Title: Research on Intelligent Maintenance Technology Based on Full-Load Bearings
Abstract: In order to improve the maintenance quality and efficiency of bearings and reduce maintenance costs, this paper conducted in-depth research on intelligent bearings maintenance technology. Firstly, the failure modes and factors affecting the performance of bearings were analyzed. Then, the intelligent bearings maintenance technology, including intelligent monitoring, analysis, prediction, and warning technologies, was discussed. Finally, the effectiveness and feasibility of intelligent bearings maintenance technology were confirmed through experimental verification.
1. Introduction
Bearings are one of the most basic parts in mechanical systems. In the fields of automobiles, railways, and aerospace, bearings have a wide range of applications and have become an essential issue in the industry and people"s daily lives due to their failure rates and maintenance costs. Traditional bearings maintenance techniques mainly rely on manual inspection and lubrication, which have many shortcomings, such as a lack of comprehensive inspection, inability to predict the failure of bearings, and high maintenance costs. As the era of intelligence arrives, intelligent bearings maintenance technology has emerged to address these issues. By embedding sensors and corresponding signal processing algorithms in bearings, intelligent monitoring, analysis, prediction, and alarming can be achieved to improve the maintenance quality and efficiency of bearings.

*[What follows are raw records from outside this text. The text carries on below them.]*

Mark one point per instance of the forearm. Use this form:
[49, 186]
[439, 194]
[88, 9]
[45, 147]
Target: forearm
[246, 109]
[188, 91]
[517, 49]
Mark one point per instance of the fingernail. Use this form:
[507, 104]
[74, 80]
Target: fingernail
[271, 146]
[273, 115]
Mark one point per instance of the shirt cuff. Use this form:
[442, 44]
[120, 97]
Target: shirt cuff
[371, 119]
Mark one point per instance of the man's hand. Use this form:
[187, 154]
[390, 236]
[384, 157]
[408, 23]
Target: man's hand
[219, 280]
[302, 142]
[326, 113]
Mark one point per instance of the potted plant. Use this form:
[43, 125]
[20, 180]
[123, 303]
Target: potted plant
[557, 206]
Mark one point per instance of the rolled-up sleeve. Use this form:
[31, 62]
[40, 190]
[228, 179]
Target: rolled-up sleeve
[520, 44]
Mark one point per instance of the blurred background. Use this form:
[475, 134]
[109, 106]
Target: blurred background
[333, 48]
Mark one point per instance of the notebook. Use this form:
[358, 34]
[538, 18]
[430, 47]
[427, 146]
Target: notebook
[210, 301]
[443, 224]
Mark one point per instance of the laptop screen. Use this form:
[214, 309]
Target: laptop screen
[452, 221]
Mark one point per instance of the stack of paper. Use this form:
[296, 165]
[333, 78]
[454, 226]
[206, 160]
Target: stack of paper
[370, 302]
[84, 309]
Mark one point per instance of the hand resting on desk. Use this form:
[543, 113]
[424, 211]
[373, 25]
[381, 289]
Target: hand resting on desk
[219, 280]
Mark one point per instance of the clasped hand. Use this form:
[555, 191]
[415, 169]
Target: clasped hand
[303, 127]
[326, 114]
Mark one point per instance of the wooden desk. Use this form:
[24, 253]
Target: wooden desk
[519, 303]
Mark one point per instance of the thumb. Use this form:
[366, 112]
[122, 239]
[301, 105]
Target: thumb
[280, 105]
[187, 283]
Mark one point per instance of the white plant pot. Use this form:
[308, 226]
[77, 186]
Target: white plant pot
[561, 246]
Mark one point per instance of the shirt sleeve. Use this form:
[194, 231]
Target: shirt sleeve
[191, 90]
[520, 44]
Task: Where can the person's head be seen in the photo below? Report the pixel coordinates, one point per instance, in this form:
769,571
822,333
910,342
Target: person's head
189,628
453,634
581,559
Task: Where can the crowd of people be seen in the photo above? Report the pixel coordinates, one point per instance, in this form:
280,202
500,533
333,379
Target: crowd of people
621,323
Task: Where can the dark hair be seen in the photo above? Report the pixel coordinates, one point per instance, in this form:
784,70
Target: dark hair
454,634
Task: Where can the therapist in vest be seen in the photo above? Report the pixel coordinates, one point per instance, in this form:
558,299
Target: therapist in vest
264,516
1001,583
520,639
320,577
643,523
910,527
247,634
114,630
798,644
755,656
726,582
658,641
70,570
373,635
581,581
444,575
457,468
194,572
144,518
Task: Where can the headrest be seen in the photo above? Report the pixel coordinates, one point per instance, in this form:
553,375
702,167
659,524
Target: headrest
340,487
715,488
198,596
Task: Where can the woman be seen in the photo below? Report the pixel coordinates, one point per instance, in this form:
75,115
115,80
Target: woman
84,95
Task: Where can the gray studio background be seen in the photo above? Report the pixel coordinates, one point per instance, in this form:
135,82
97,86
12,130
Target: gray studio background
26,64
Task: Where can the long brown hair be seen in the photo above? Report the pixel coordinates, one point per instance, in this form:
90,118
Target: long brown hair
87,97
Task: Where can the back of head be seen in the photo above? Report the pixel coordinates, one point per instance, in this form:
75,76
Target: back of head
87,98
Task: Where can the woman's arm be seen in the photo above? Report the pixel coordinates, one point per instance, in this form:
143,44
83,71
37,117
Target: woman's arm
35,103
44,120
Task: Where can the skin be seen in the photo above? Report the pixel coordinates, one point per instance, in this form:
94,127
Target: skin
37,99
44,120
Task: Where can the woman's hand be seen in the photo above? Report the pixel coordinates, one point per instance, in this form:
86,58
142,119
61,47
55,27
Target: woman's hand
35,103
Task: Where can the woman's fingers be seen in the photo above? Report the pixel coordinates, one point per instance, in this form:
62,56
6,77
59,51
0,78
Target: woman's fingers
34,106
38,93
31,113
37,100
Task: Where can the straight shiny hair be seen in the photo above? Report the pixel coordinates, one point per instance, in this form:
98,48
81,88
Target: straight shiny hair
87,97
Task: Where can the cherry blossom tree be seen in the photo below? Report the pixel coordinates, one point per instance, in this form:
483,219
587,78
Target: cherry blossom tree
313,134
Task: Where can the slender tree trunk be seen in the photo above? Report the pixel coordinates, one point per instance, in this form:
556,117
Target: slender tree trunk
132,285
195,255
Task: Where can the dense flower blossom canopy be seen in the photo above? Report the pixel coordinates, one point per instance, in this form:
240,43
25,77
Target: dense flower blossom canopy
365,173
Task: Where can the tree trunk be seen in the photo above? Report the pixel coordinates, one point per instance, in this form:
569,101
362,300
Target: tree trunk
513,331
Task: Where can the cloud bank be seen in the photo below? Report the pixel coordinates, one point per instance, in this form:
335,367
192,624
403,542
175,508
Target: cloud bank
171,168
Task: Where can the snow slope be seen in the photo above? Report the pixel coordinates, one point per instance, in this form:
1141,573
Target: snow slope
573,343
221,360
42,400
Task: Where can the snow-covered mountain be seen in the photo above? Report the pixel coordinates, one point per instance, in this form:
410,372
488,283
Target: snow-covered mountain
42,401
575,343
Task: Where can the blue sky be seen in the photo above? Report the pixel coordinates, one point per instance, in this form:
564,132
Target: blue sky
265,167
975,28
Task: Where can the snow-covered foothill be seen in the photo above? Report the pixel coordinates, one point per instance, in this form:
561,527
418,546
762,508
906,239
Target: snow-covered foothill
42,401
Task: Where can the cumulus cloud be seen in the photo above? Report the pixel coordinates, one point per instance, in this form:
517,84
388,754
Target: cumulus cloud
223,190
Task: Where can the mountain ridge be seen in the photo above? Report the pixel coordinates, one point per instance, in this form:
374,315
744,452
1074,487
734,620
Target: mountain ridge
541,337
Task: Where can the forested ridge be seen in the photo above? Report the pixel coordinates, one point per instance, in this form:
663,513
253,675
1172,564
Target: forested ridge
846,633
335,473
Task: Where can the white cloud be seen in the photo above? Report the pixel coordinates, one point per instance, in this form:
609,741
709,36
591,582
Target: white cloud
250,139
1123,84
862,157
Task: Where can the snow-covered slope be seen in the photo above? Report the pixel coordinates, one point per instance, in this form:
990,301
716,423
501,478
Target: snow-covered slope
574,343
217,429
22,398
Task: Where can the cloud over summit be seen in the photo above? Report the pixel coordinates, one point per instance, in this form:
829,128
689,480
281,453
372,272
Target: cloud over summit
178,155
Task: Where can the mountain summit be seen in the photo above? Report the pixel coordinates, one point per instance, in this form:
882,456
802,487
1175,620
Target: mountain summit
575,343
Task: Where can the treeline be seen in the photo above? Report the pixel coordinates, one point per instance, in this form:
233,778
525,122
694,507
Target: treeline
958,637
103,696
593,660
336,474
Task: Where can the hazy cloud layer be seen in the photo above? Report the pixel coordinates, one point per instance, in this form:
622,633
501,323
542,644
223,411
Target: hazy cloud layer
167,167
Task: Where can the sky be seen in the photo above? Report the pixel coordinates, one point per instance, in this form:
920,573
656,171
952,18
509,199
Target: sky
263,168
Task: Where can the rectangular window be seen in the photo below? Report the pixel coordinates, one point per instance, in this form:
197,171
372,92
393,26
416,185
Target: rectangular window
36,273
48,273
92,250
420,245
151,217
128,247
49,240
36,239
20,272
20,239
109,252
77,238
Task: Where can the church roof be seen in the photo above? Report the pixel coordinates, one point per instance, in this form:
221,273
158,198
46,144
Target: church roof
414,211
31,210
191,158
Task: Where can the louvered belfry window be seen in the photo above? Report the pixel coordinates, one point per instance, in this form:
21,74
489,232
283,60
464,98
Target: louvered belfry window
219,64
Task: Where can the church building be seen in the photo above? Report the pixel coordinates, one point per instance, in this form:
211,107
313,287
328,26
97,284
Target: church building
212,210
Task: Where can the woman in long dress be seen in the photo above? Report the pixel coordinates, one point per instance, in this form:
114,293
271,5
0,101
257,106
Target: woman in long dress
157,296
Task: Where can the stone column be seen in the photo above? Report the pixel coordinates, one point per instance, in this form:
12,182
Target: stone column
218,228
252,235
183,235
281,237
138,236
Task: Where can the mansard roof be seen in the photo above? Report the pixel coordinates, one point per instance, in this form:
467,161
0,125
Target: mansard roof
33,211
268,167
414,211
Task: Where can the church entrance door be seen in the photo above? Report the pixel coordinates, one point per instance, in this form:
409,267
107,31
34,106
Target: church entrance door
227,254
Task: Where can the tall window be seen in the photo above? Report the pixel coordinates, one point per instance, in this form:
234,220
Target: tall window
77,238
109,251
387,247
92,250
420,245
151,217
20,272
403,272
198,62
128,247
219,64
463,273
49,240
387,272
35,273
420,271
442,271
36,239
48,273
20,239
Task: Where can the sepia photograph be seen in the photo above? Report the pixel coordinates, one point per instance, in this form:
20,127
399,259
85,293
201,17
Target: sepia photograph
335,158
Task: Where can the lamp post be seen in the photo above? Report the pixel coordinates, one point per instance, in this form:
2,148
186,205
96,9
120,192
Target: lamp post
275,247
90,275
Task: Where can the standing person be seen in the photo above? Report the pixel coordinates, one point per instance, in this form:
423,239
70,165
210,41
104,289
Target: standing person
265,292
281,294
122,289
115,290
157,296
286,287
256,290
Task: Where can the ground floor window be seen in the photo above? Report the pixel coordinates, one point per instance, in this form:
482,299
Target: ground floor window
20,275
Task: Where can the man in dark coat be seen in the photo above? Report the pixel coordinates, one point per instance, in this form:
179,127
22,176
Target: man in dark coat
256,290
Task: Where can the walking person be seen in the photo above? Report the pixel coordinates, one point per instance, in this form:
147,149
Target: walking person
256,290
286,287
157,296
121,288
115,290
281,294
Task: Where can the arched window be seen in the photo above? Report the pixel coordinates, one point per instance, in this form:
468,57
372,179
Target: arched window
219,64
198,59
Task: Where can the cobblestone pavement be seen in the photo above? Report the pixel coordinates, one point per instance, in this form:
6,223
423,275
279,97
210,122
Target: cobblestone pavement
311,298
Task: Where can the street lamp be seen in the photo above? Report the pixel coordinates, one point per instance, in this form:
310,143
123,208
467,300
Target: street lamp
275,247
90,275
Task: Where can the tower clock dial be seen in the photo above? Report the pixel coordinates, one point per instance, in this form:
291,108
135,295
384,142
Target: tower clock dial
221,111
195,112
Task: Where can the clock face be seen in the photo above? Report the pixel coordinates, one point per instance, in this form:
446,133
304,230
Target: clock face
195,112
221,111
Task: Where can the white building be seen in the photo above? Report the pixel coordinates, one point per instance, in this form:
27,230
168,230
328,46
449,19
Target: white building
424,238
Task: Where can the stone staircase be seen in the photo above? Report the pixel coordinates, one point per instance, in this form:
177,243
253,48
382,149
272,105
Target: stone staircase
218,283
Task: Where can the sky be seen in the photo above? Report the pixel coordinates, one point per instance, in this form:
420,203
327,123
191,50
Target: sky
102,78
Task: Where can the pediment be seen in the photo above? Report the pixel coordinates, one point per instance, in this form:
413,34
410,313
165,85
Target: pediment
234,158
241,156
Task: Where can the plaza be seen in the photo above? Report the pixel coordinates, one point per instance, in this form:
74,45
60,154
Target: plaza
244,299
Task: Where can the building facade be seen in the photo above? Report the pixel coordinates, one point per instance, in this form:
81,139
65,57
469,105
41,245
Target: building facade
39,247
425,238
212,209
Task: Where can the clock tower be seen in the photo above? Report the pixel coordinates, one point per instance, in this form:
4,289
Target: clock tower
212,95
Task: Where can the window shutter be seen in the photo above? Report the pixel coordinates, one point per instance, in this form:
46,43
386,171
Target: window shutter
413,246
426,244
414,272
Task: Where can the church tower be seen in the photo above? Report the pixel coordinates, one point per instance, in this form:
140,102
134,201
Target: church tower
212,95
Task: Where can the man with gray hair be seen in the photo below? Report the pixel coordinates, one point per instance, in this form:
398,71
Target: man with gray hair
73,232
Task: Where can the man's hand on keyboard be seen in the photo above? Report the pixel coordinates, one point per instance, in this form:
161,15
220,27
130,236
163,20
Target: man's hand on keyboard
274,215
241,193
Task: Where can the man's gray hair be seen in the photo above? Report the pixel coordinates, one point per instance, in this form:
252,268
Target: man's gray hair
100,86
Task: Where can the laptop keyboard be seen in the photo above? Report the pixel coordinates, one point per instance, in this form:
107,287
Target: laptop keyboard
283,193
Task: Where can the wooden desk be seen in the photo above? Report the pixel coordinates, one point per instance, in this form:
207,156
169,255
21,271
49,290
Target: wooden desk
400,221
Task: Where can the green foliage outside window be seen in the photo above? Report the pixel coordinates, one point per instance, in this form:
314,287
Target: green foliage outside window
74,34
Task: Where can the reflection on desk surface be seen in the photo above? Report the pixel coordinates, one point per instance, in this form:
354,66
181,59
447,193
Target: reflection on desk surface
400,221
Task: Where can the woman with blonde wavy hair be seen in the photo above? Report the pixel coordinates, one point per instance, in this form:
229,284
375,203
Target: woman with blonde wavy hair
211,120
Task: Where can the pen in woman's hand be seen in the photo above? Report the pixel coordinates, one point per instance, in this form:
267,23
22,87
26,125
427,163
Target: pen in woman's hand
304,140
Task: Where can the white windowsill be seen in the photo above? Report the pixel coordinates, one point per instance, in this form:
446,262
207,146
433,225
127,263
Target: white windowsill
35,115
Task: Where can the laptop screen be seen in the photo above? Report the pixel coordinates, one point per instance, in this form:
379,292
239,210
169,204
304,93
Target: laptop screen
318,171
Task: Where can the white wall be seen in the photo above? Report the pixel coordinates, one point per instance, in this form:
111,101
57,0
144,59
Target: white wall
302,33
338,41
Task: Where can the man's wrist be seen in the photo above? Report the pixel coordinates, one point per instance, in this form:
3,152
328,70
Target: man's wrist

2. Failure modes and factors affecting bearings
Bearings can fail due to various reasons, including overloading, fatigue and. These failure modes have a significant impact on the performance and lifespan of bearings. Moreover, bearings fail due to factors such as temperature, humidity, and poor-quality oil. These factors can accelerate the wear of bearings and reduce their lifespan.
3. Intelligent bearings maintenance technology
Intelligent bearings maintenance technology
(1) Intelligent monitoring
Intelligent monitoring involves using sensors to monitor the bearings" operation in real-time and transmitting the monitored data to an intelligent analysis system for analysis and processing. Through monitoring the parameters such as rotation speed, pressure, and temperature, it can predict the failure and provide corresponding alarms to achieve real-time maintenance of bearings.
(2) Intelligent analysis
Intelligent analysis refers to the processing and analysis of the data collected from the sensors to identify the failure modes and factors affecting the bearings. Through in-depth analysis of the data, it can identify problems in the bearings" operation and provide a basis for developing maintenance strategies.
(3) Intelligent prediction
Intelligent prediction refers to the algorithm used to predict the failure of bearings based on the intelligent analysis results and provide prediction and alert messages in advance. Through intelligent prediction, it can prevent significant accidents caused by failure.
(4) Intelligent warning
Intelligent warning refers to the alarm system used to remind maintenance personnel of the necessary maintenance work based on the intelligent prediction results. Through intelligent warning, it can improve the maintenance efficiency and reduce the maintenance costs.
4. Research status at home and abroad
Domestically, there have been many studies on intelligent bearings maintenance technology. Researchers have studied the vibration signals, rolling resistance, and other factors to establish mathematical models for intelligent monitoring of bearings. Researchers have also developed software tools for intelligent analysis, such as bearings failure mode analysis and prediction software. In terms of intelligent prediction and intelligent warning, many researchers have established mathematical models to predict and alarm for bearings. However, the complexity andity of these models need to be improved.
5. Experimental verification
This paper conducted experimental verification of intelligent bearings through the experimental research of full-load bearings. Firstly, the failure modes and factors affecting bearings were analyzed. Then, the intelligent bearings maintenance technology, including intelligent monitoring, analysis, prediction, and warning, was discussed. Finally, the effectiveness and feasibility of intelligent bearings maintenance technology were confirmed through experimental results.
The experimental results show that intelligent bearings maintenance technology can effectively improve the maintenance quality and efficiency of bearings, and reduce maintenance costs. At the same time, intelligent bearings maintenance technology has the characteristics of real-time, accurate, and scalable. It provides strong support for intelligent maintenance of bearings.